Herman Dooyeweerd, the early 20th Century Dutch philosopher, a neo-Calvinist in the manner of Kuyper, held that since God is eternal, He is “atemporal,” i.e. not within time since God created time. Man’s prayers, among other things, can be “supratemporal,” above prayer. I believe that Dooyeweerd is saying that prayer pierces the bubble of the time in which we are encased by God and can be considered “atemporally” by God. His response then comes back within the bubble of time at a mark of His choosing.

As I view it, this aligns with C.S. Lewis’ thought that prayers, when uttered or thought, escape from time and reach, or as the Bible says, “influence,” God.

E.M. Bounds held that God could not work His divine will until someone prayed for him to do so. Thus, after recovering from a severe head wound in the Civil War, he eventually retired to a life of prayer in which he would pray for hours on end.

Atheist, Christopher Hitchens argued that praying to a god which is omnipotent and all-knowing would be presumptuous. For example, he interprets Ambrose Bierce’s definition of prayer by stating that “the man who prays is the one who thinks that god has arranged matters all wrong, but who also thinks that he can instruct god how to put them right.”

Speaking to the rationalist view of prayer, in this view, the ultimate goal of prayer is to help train a person to focus on divinity through philosophy and intellectual contemplation (meditation). This approach was taken by the Jewish scholar and philosopher Maimonides and the other medieval rationalists. It became popular in Jewish, Christian, and Islamic intellectual circles, but never became the most popular understanding of prayer among the laity in any of these faiths. In all three of these faiths today, a significant minority of people still hold to this approach.

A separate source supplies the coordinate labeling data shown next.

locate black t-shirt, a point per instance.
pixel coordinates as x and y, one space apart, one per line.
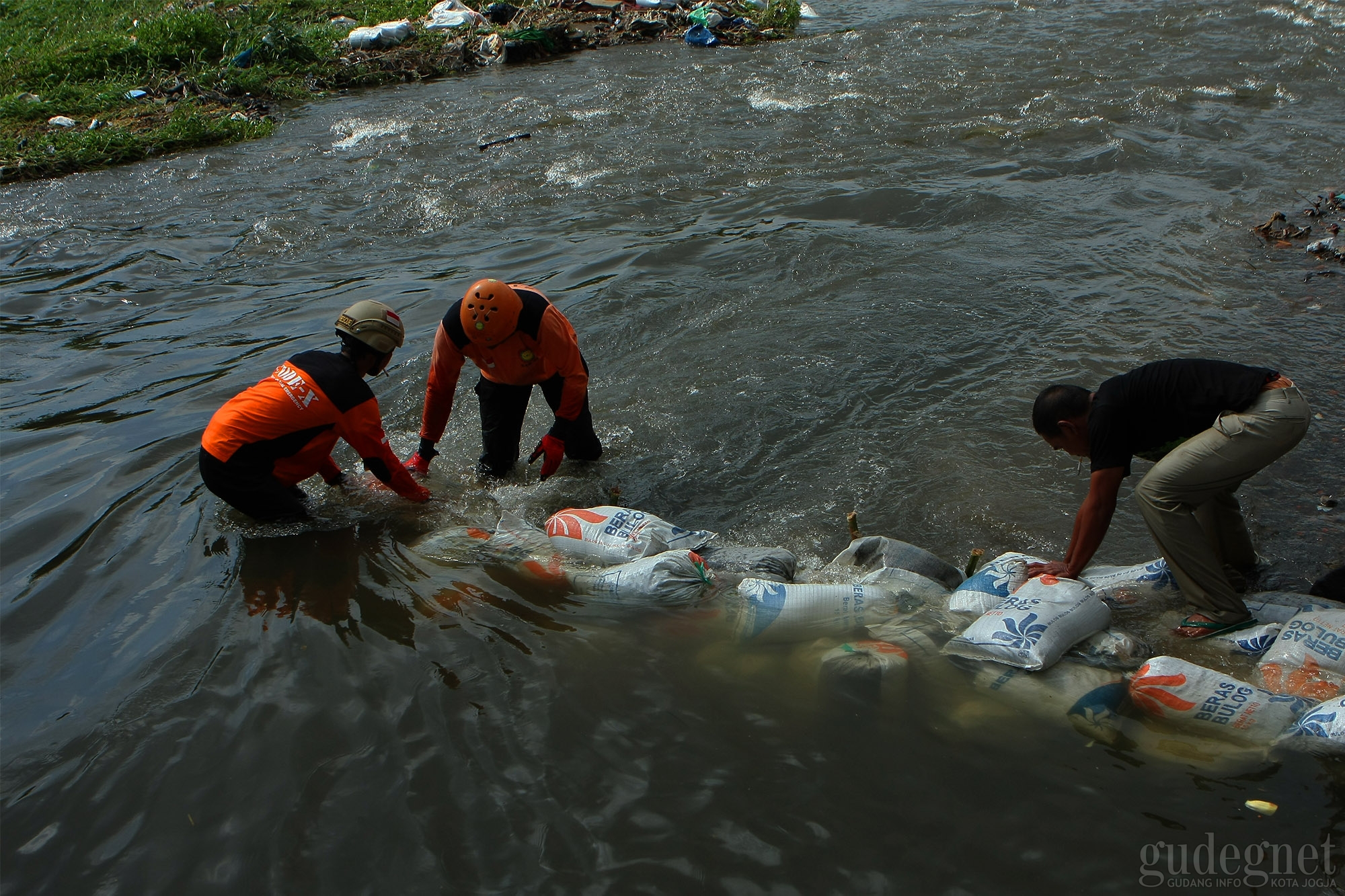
1165 403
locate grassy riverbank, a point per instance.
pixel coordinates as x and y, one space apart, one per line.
141 77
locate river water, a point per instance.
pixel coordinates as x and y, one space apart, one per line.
812 276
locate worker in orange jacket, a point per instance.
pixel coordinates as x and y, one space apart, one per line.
518 339
272 436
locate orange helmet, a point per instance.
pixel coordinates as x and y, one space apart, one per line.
490 313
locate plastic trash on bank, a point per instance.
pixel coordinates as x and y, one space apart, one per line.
1309 657
618 534
1035 626
777 612
453 14
701 37
880 552
385 34
1210 702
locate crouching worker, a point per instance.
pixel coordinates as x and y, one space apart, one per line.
272 436
518 339
1210 425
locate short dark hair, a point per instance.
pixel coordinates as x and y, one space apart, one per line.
1059 401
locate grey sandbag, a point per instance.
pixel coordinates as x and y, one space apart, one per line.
777 564
880 552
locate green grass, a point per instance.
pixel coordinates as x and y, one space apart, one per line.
80 58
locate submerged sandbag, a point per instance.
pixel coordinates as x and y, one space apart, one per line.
880 552
1321 729
1035 626
1211 702
778 612
669 579
991 584
618 534
759 563
1309 655
1128 584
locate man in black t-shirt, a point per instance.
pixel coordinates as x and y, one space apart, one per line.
1210 425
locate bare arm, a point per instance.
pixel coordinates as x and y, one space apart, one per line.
1090 525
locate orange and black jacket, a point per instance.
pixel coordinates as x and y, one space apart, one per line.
287 425
543 346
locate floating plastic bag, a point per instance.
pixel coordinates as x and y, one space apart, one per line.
991 584
778 612
1035 626
669 579
700 37
1321 729
1112 649
759 563
1128 584
1309 655
1282 606
1207 701
453 14
1085 696
1249 642
385 34
880 552
870 670
618 534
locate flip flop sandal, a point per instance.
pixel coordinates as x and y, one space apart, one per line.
1210 627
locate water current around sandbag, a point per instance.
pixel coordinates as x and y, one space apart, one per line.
812 276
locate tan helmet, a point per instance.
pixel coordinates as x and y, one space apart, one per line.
375 325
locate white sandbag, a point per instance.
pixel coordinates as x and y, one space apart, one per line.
385 34
1282 606
991 584
868 670
669 579
1085 696
1321 729
1309 655
778 612
1128 584
618 534
1035 626
1249 642
1211 702
880 552
453 14
1112 649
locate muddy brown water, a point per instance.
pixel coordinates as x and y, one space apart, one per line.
809 278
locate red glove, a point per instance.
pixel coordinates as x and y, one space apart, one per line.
419 464
555 450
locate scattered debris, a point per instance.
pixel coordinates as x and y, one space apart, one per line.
509 139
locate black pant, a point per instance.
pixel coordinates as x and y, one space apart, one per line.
254 491
502 425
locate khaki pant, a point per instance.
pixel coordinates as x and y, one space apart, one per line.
1188 498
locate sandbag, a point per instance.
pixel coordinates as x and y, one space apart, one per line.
1211 702
868 670
1282 606
1249 642
880 552
1085 696
778 612
1309 655
611 536
1112 649
1321 729
759 563
1035 626
1128 584
669 579
991 584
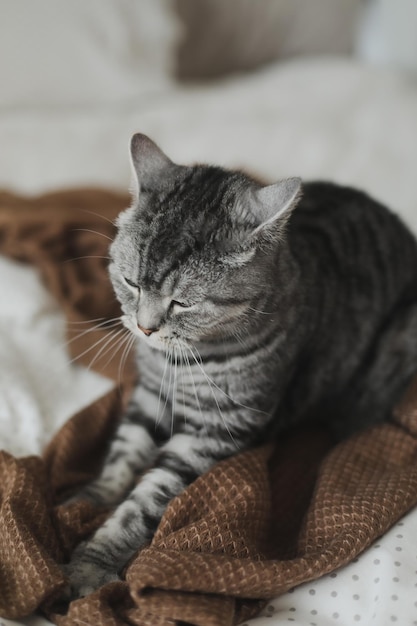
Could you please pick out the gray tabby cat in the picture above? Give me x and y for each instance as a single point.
(254, 307)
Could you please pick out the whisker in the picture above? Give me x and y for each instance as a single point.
(129, 345)
(203, 418)
(92, 347)
(97, 319)
(160, 391)
(88, 256)
(244, 406)
(90, 230)
(103, 217)
(215, 399)
(106, 346)
(110, 324)
(261, 312)
(169, 357)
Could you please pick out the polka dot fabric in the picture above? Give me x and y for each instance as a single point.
(379, 587)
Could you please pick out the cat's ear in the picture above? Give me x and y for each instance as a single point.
(271, 206)
(150, 165)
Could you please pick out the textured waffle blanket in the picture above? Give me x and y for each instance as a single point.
(255, 526)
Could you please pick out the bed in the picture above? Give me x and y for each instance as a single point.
(67, 113)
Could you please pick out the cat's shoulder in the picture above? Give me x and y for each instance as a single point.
(328, 196)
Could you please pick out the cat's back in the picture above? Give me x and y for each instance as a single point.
(346, 235)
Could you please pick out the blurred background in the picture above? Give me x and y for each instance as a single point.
(316, 88)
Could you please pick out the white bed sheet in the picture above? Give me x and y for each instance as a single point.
(330, 119)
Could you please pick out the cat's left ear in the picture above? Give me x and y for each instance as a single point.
(150, 164)
(272, 205)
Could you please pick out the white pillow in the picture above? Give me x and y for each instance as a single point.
(55, 52)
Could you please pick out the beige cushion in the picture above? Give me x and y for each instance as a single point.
(223, 36)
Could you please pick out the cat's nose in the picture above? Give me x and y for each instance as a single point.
(147, 331)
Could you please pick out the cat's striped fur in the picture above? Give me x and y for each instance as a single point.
(253, 309)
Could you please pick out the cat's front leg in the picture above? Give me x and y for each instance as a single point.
(133, 449)
(134, 522)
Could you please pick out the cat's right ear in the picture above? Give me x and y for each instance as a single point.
(150, 165)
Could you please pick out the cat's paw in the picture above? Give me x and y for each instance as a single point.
(85, 577)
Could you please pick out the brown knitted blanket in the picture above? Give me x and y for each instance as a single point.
(255, 526)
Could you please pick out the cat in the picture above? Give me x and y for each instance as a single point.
(255, 307)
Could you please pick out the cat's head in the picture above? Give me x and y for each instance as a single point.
(191, 254)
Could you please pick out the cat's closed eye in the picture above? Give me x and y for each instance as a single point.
(178, 306)
(131, 284)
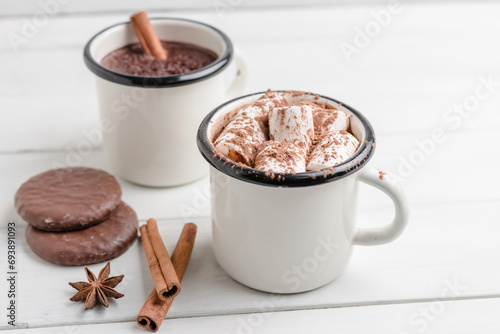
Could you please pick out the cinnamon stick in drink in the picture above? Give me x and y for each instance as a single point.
(164, 276)
(154, 310)
(147, 35)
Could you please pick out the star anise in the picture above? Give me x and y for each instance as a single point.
(98, 289)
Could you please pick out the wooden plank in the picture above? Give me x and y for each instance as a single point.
(390, 79)
(444, 176)
(445, 247)
(467, 316)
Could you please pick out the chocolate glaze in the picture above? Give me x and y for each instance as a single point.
(181, 58)
(95, 244)
(67, 199)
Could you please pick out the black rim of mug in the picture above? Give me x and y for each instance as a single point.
(160, 82)
(287, 180)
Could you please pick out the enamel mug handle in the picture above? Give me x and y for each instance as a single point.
(239, 83)
(388, 233)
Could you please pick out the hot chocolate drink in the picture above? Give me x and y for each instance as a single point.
(182, 58)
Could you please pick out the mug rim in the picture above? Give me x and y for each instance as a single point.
(286, 180)
(164, 81)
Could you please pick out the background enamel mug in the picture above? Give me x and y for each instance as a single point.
(296, 232)
(149, 123)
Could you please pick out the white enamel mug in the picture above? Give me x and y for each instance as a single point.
(149, 123)
(288, 233)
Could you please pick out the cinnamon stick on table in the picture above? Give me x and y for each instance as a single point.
(147, 35)
(154, 310)
(165, 278)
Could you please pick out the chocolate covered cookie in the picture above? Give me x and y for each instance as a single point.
(95, 244)
(68, 199)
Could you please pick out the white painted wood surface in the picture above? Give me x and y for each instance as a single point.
(431, 57)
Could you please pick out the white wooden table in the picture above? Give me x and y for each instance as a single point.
(441, 276)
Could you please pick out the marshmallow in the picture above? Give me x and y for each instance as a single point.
(332, 149)
(271, 100)
(329, 120)
(292, 124)
(259, 110)
(240, 140)
(280, 157)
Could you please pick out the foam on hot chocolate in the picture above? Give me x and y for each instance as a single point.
(274, 135)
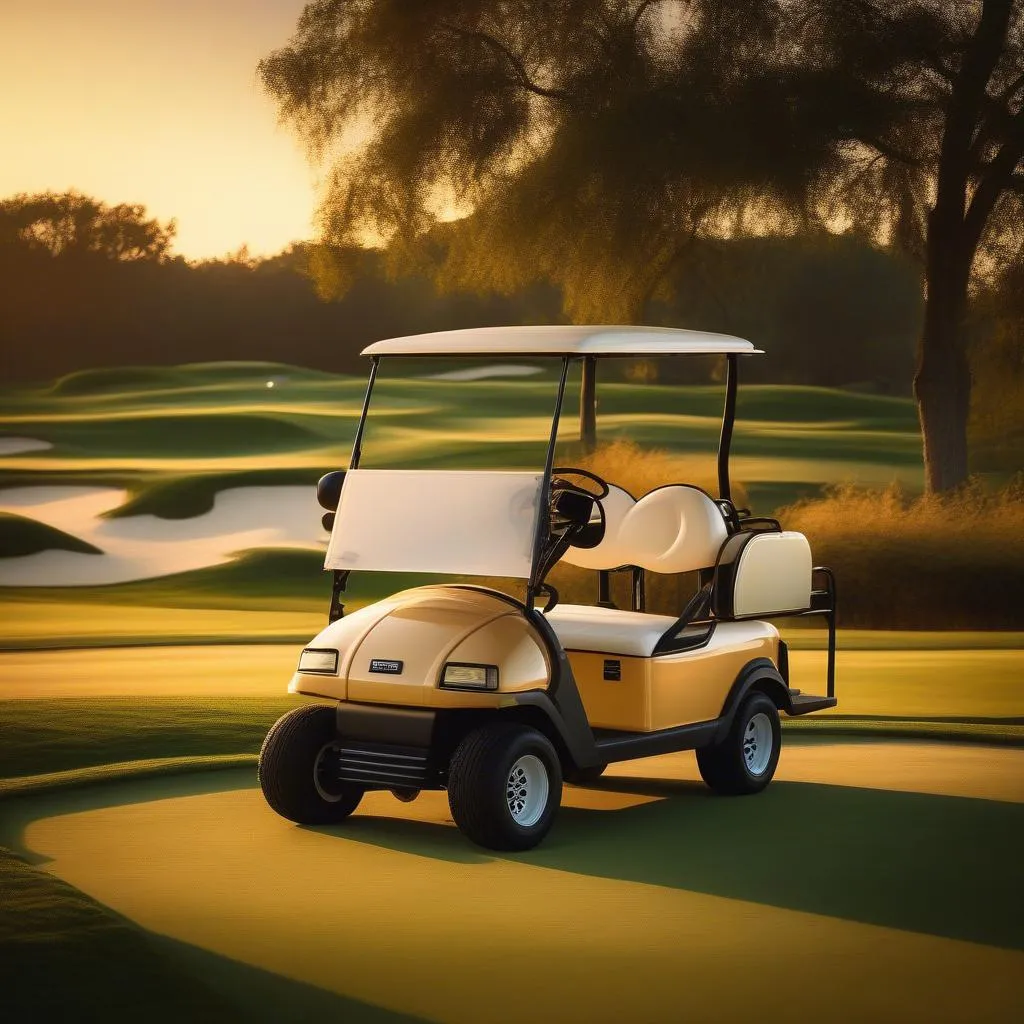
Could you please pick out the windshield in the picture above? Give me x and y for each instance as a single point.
(451, 469)
(438, 413)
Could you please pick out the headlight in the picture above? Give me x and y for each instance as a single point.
(321, 660)
(470, 677)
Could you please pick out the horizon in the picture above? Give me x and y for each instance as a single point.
(122, 124)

In the experiential approach to prayer, ,  an approach with which I have spent some personal time, the purpose of prayer is to enable the person praying to gain a direct experience with God. This is prevalent in some forms of monasticism (as well as Zen.) Such prayer may be apophatic or cataphatic, that is, respectively, without the filter of the senses and with the filter of the senses. To further distinguish, apophatic prayer does not involve cognition while cataphatic prayer does involve cognition.

John Wesley, in addition to stressing individual “moral exertion,” thought that the religious experiences in the Methodist movement, paralleling the emphasis placed on idealism and experientiality of the Romantic Movement, were foundational to religious commitment as a way of life.

In the New Testament, prayer is presented as a positive command (Colossians 4:2; 1 Thessalonians 5:17). The People of God are challenged to include Christian prayer in their everyday life, even in the busy struggles of marriage (1 Corinthians 7:5) as it brings people closer to God. Jesus encouraged his disciples to pray in secret in their private rooms, using the Lord’s Prayer, as a humble response to the prayer of the Pharisees, whose practices in prayer were regarded as impious by the New Testament writers (Matthew 6:6). Jesus healed through prayer and expected his followers to do so also (Mark 16:17–18; Matthew 10:8).

Throughout the New Testament, prayer is shown to be God’s appointed method by which we obtain what He has to bestow (Matthew 7:7–11; Matthew 9:24–29; Luke 11:13. Further, the Book of James says that the lack of blessings in life results from a failure to pray (James 4:2).

Is it as simple as taking the Bible at its plain-text meaning, or am I trying to confuse the subject with “religiobabble?”

I’d appreciate your, thoughts since you spent your time reading this.